Mas-related G protein-coupled receptors (GPCRs) of subfamily X, designated MRGPRX, are primate-specific orphan receptors that belong to the δ-branch of rhodopsin-like, class A GPCRs. Four distinct subtypes exist, MRGPRX1, -2, -3, and -4, MRGPRX2 having the lowest degree of similarity with the others. Due to their expression on sensory neurons and immune cells, and their roles in pain perception and transmission, itch, inflammation, immune defense, pseudo-allergic reactions, wound healing, and possibly cancer, they have recently attracted much attention as novel drug targets. In particular MRGPRX2 was identified as an important mast cell receptor responsible for anaphylactoid drug reactions, and involved in skin and mucosal diseases, e.g. urticaria, atopic dermatitis, rosacea, and allergic rhinitis. A major hurdle has been the lack of animal models for studying these primate-specific receptors. However, recently humanized mice have been created. Moreover, a mouse ortholog of MRGPRX2, MRGPRB2, was identified, both receptors having a certain degree of similarity. MRGPRX1 and -2 can be activated by various peptides and small (partly peptidomimetic) molecules. MRGPRX2 is additionally activated by a very broad range of basic molecules, positively charged at physiologic pH value of 7.4, including many drugs. MRGPRX4 is activated by small acidic molecules including bile acids. For MRGPRX3, no ligands have been reported yet. Antagonists with reasonable potency and selectivity have been described for MRGPRX1, and few antagonists also for MRGPRX2, but not for the other subtypes. The recent elucidation of cryogenic electron microscopy structures of MRGPRX2 and -4 is expected to facilitate and advance drug development for these receptors. Currently, research on MRGPRX is still in its infancy, and exciting discoveries can be awaited. These receptors have great potential as future drug targets.

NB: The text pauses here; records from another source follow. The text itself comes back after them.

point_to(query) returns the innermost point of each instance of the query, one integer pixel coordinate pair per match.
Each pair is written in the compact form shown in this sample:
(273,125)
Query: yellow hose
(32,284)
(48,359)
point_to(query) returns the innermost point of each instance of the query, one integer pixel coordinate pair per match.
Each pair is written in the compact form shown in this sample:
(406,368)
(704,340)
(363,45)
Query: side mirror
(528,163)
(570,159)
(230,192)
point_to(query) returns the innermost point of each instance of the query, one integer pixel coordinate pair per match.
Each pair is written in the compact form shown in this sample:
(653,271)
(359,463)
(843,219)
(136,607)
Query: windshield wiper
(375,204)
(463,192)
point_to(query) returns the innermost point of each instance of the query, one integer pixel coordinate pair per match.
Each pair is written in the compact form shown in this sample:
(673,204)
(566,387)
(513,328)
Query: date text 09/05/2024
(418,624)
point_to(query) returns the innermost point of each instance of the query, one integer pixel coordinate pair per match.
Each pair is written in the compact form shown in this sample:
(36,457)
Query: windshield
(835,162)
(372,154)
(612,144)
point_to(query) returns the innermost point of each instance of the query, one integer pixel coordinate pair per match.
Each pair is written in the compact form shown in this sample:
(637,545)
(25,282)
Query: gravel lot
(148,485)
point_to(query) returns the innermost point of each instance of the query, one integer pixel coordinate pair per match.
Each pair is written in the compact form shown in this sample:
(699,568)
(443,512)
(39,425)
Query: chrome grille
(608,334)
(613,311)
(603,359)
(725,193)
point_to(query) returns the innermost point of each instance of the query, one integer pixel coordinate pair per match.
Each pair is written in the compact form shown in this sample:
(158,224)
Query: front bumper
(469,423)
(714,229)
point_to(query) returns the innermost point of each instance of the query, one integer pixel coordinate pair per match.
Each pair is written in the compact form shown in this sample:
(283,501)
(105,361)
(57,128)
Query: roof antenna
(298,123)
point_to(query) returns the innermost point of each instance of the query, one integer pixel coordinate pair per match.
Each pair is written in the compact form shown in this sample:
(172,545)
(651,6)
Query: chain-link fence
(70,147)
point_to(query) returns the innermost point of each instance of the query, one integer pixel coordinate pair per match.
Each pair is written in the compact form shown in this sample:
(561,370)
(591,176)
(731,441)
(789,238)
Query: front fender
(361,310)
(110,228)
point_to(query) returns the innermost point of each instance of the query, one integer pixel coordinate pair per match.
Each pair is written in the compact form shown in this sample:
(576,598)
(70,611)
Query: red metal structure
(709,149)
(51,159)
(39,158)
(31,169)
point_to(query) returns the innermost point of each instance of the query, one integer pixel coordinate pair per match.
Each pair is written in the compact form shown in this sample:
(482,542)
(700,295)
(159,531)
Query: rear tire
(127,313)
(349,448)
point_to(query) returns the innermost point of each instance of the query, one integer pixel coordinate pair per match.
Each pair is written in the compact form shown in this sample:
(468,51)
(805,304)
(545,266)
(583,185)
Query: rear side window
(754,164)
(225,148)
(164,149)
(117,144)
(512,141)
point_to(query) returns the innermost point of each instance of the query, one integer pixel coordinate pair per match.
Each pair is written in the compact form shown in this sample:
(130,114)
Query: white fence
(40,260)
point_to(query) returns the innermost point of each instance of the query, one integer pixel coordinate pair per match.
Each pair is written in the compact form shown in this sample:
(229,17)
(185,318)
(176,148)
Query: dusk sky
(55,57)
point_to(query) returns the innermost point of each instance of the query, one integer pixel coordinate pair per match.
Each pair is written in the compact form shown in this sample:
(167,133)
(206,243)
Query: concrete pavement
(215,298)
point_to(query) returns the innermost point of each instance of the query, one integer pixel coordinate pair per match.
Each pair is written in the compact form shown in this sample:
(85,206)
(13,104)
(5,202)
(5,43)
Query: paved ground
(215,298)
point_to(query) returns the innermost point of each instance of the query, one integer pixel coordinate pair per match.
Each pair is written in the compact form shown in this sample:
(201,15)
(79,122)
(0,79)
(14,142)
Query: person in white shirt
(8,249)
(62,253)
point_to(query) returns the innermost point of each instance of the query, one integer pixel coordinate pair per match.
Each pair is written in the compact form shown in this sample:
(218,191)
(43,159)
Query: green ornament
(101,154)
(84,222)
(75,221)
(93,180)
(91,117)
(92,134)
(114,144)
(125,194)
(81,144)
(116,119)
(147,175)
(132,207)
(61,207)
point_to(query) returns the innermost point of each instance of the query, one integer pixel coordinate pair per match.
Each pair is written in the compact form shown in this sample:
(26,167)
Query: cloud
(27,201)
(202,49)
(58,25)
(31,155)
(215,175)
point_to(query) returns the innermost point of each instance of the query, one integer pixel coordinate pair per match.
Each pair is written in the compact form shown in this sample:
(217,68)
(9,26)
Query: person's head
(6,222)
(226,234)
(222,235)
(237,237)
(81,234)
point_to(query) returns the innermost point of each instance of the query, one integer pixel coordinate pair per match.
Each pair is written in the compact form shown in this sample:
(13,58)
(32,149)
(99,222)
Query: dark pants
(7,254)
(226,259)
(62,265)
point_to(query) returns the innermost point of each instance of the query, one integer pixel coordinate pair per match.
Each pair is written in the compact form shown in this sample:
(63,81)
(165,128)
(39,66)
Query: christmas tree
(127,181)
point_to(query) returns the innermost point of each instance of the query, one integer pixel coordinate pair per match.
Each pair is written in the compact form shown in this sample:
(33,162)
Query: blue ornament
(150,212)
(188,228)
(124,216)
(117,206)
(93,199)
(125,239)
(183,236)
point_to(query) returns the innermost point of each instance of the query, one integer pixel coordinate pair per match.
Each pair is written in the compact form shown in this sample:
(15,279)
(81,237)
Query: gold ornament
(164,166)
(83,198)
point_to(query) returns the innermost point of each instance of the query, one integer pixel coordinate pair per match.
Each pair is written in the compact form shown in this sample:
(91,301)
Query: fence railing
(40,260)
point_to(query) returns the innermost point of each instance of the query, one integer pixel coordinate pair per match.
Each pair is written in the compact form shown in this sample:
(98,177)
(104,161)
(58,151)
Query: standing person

X 亚科的 Mas 相关 G 蛋白偶联受体 (GPCR)，称为 MRGPRX，是灵长类动物特异性孤儿受体，属于视紫红质样 A 类 GPCR 的 δ 支。存在四种不同的亚型，MRGPRX1、-2、-3 和-4，MRGPRX2 与其他亚型的相似度最低。由于它们在感觉神经元和免疫细胞上的表达，以及它们在疼痛感知和传递、瘙痒、炎症、免疫防御、假性过敏反应、伤口愈合以及可能的癌症中的作用，它们最近作为新的药物靶点引起了很多关注。具体而言，MRGPRX2被鉴定为负责类过敏药物反应的重要肥大细胞受体，并且涉及皮肤和粘膜疾病，例如荨麻疹、特应性皮炎、红斑痤疮和过敏性鼻炎。一个主要障碍是缺乏研究这些灵长类动物特异性受体的动物模型。然而，最近已经创造了人源化小鼠。此外，鉴定了MRGPRX2的小鼠直系同源物MRGPRB2，两种受体具有一定程度的相似性。MRGPRX1 和 -2 可以被各种肽和小（部分肽模拟物）分子激活。MRGPRX2 还被非常广泛的碱性分子激活，在生理 pH 值为 7.4 时带正电，包括许多药物。MRGPRX4 被包括胆汁酸在内的酸性小分子激活。对于 MRGPRX3，尚未报告任何配体。已经描述了 MRGPRX1 具有合理效力和选择性的拮抗剂，很少有 MRGPRX2 拮抗剂，但其他亚型没有。最近对 MRGPRX2 和 -4 的低温电子显微镜结构的阐明有望促进和推进这些受体的药物开发。目前，MRGPRX 的研究还处于起步阶段，等待着令人兴奋的发现。这些受体具有作为未来药物靶点的巨大潜力。